Two quilts made by Iraqi and Syrian refugees, tiled with depictions of their experiences and memories, hung on the walls. One featured children on a playground with an airplane dropping bombs in the distance.
Gopin emphasized the power of touch to those in attendance by recounting another story when he met a tortured refugee man with a broken spine.
“I held his arm,” Gopin said. “He was speaking endlessly of things and weeping uncontrollably and we just held him, because sometimes that’s all you can do — solidarity — to be with someone.”
A Syrian refugee, Qutaiba, who did not reveal his last name because of his undocumented status, spoke about his personal experiences fleeing the country with his brother. When the Arab Spring revolution swept through his country in 2011, Qutaiba had no “question whether to participate or not,” he said. He was detained three times.
The last time the Syrian government arrested him, he said, they threatened to go after his brother as well – spurring Quitaba to take him and leave.
“We left because we didn’t have a sense of freedom,” Qutaiba said.
Though Qutaiba and his brother had a place to stay, he said he visited refugee camps to connect with the people there. The camps were filled with “no sense of home” and no “sense of future or stabilization,” he said.

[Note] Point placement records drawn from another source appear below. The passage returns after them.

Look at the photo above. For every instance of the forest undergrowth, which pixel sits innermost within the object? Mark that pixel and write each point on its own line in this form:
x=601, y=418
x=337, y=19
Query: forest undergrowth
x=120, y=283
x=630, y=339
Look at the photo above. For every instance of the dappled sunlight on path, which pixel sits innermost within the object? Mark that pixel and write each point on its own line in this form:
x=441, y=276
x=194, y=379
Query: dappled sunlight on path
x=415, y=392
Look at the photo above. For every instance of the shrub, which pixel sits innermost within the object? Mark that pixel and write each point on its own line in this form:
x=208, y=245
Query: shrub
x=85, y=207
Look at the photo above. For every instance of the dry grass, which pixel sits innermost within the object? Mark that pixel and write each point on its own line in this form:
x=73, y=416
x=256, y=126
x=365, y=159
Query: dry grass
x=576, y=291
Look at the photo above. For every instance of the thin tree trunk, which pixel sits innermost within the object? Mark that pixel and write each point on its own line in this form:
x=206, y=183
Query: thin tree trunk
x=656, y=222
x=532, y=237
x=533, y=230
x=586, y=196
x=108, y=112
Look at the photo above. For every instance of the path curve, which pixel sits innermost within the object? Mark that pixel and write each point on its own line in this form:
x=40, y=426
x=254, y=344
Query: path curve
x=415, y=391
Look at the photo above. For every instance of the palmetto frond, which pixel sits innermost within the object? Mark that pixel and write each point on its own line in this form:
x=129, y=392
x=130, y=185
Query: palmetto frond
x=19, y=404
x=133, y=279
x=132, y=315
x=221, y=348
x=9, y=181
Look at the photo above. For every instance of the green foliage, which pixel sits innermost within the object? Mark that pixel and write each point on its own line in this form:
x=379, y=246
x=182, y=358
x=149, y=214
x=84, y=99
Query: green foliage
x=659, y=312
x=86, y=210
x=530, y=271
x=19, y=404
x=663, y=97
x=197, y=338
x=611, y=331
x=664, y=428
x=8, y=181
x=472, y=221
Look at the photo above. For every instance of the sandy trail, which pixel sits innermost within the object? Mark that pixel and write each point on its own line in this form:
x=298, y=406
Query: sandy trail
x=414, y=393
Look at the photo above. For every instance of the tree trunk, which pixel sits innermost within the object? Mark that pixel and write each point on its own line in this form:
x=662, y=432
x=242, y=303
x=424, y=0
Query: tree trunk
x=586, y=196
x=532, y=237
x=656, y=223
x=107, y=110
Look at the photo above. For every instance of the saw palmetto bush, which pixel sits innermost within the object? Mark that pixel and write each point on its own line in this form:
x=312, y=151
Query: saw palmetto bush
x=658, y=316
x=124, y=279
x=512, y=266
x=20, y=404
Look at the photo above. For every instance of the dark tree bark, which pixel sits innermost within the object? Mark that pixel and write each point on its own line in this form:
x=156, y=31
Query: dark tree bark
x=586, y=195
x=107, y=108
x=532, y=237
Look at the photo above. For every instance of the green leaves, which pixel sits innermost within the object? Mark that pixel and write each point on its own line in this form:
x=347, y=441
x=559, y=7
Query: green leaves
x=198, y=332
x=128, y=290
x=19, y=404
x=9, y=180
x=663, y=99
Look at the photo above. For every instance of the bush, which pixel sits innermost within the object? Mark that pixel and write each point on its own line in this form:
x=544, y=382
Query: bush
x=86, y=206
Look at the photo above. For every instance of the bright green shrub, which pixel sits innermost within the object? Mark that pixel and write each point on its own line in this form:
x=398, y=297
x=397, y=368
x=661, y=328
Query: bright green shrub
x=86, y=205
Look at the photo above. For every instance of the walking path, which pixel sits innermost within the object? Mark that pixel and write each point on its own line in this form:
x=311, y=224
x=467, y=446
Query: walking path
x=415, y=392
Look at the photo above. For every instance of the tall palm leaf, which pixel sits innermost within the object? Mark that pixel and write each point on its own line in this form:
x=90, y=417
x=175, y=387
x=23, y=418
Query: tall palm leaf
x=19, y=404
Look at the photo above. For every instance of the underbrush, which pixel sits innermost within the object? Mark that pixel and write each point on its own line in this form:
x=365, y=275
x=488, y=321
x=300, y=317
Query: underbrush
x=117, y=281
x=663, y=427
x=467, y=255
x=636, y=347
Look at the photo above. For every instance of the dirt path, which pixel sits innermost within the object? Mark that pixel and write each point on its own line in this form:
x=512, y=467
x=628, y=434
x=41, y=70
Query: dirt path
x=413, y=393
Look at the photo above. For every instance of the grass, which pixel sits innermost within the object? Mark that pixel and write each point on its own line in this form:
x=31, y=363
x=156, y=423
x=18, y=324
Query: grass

Qutaiba has since lived in the United States, where he said he’s enjoyed his freedom.
“You can’t find that in Syria,” he said.
After the speakers, students were urged to reflect on what they heard and talk with others at their table about how they could take action.
Orencel said she was amazed by the students’ “passion and dedication to get to know more about social justice issues on the campus,” as well as their desire to make a change.
[Read more: College Park City Council and community welcome Syrian refugees]
Isaac Betaharon, a freshman biology major, said he attends Shabbat dinners frequently, but described this event as an eye-opening experience, noting that the talks helped “connect us as human beings.”
Rebecca Hefter, a senior early childhood general and special education major, said she was touched by the stories she heard.
“We’re all humans and it doesn’t matter where we come from,” Hefter said. “We’ve all been refugees at some point and we need to remember that aspect of it.”